The sad thing is firefighters all over put there lives at risk just trying to get out of the station. I don’t have data but no doubt numerous accidents occur right in front of the station which causes delay in getting help to those who need it as now another unit has to be dispatched to the call (As I understand, anytime I rig is involved in even a minor fender bender they are taken off whatever call they were headed to).
There is a reason for those traffic lights outside of the stations… When they turn red it means there’s a very good chance a firetruck is about to be heading out on a call. But, you shouldn’t just rely on those lights – Sometimes they don’t come on at all as was the case that I witnessed once at a Fire Station in Beaverton, OR.
Here’s the scenario…. Smaller (rescue) truck pulls out to edge of apron (driveway in front of bay doors) with lights and sirens going. Light isn’t working and DOES NOT change to red, therefore traffic just keeps right on going ignoring lights & sirens. Big Daddy (Ladder) truck pulls out to edge of apron…. *EvilGrin* from driver as he blasts air horn… Cars were screeching, no doubt standing on their brakes, trying to stop. Okay some of you will probably think that isn’t funny and that the driver shouldn’t have done that (perhaps not) but the point is those drivers should have been aware of situation around them. The Rescue truck had sounded it’s horn several times in an attempt to get out safely.

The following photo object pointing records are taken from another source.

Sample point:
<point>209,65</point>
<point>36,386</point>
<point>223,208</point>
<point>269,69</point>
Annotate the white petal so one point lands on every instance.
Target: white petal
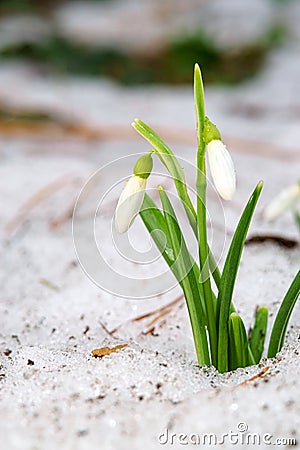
<point>221,169</point>
<point>284,201</point>
<point>129,203</point>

The flip side to all this is that Drivers of EVs (Emergency Vehicles) must also, always, be aware of the situation around them right from the get go – this means as soon as you pull out of the station bays (in fact even before – as you step into your rig). It would be nice if there was a guarantee that everyone out there is paying attention and giving proper right-of-way to Emergency Vehicles, but the fact of the matter is many don’t. It is up to you to do your part in being aware and watching out for the other person who may (very likely) not be paying a bit of attention to the fact that you are trying to get on your way to a call. (I’ll give you a few moments of foot-stomping frustration).
The point to all my rambling is that when it comes to driving around Fire Stations (both the main-stream driver & EV driver) – Situational Awareness is important. Let’s all do our part to ensure that the Emergency Vehicle in question gets to the scene safely – with all it’s crew.